Before the Jan. 6 attack on the Capitol and
the 2020 election results, perpetrators of extreme right-wing violence
generally shared common threads. They were individuals who felt
aggrieved and powerless, blamed other groups or the government, and had
their views reinforced in groups or on social media, which increasingly
networks those inclined to extremist views and violence. They also
tended to be less educated, younger, male and White, although some
anti-government groups have people of color as members.
Rioters
arrested for attacking the Capitol Jan. 6, however, were different.
According to a 2021 University of Chicago study, those involved were
generally older, better educated, and more professional than right-wing
protesters the study’s authors had interviewed previously. They came
from 44 states, many from counties that voted for Biden and were
becoming less white. Only 12 percent of the arrested Jan. 6 rioters had
links to existing right-wing groups.
With the Jan. 6 attack, extremist violence moved from the right-wing fringes closer to the conservative mainstream.
Donald
Trump was responsible for this shift. The University of Chicago study,
based on reviews of publicly available documents, assessed that Trump
energized his followers with his lies about the “stolen election,”
called them to Washington, and then directed them to the Capitol, citing
as examples statements by arrestees from California, Texas, Kentucky
and Arizona.
Extremist violence, like Colorado grass fires, can
flare up quickly, with devastating consequences — and the tinder for
more politically motivated extremist violence exists today.
Trump,
for example, has demonstrated no qualms about extra-legal actions for
political purposes. Additionally, Trump, some Republican members of the
House and Senate, and Republican state-level officials, such as in
Wisconsin and Arizona, are promoting political grievances with an
ongoing campaign of lies about the 2020 elections. Further, Trump’s
followers now have both martyrs and a climatic event (Jan. 6) to
galvanize more mass action. And recent polls suggest that Americans are
divided over the Jan. 6 attack and Trump’s role in the riot.
If
ignored or left unaddressed, the Jan. 6 attack on a fundamental process
of American democratic governance risks being repeated on a larger and
more violent scale.
The work of the House Select Committee to
Investigate the Jan. 6 Attack on the United States Capitol is,
therefore, particularly important for the future of American democracy.
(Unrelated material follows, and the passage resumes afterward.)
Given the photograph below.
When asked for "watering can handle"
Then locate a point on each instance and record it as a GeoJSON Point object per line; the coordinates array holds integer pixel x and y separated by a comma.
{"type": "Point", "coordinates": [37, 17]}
The American people need to know the details of how the mob came to the
Capitol, how the lies about the 2020 election were formulated, spread,
and paid for, and what actions sitting government officials — who took
an oath to defend the Constitution, not Trump — did to undermine the
electoral process before and after the election.
Americans and
their political leaders like to think of America as being exceptional
and a model for others to emulate, but there was nothing exceptional in
the Jan. 6 attack on the Capitol; using violence to overturn an election
is an all-too-common occurrence in poorly governed countries around the
globe.
It would be exceptional, however, for America’s
Democratic and Republican leaders to use a detailed and thorough Select
Committee report on the attack and the efforts to overturn the 2020
election to defend America’s constitutional order. This could be done by
putting in place legal guardrails to prevent future efforts to undo an
election, beginning a process of de-polarizing American politics, and
making clear the American way of governance is through the ballot, not
guns or violence.
That is the least the Founders of America’s
constitutional republic would expect of today’s generation of political
leaders — and what today’s Americans should demand.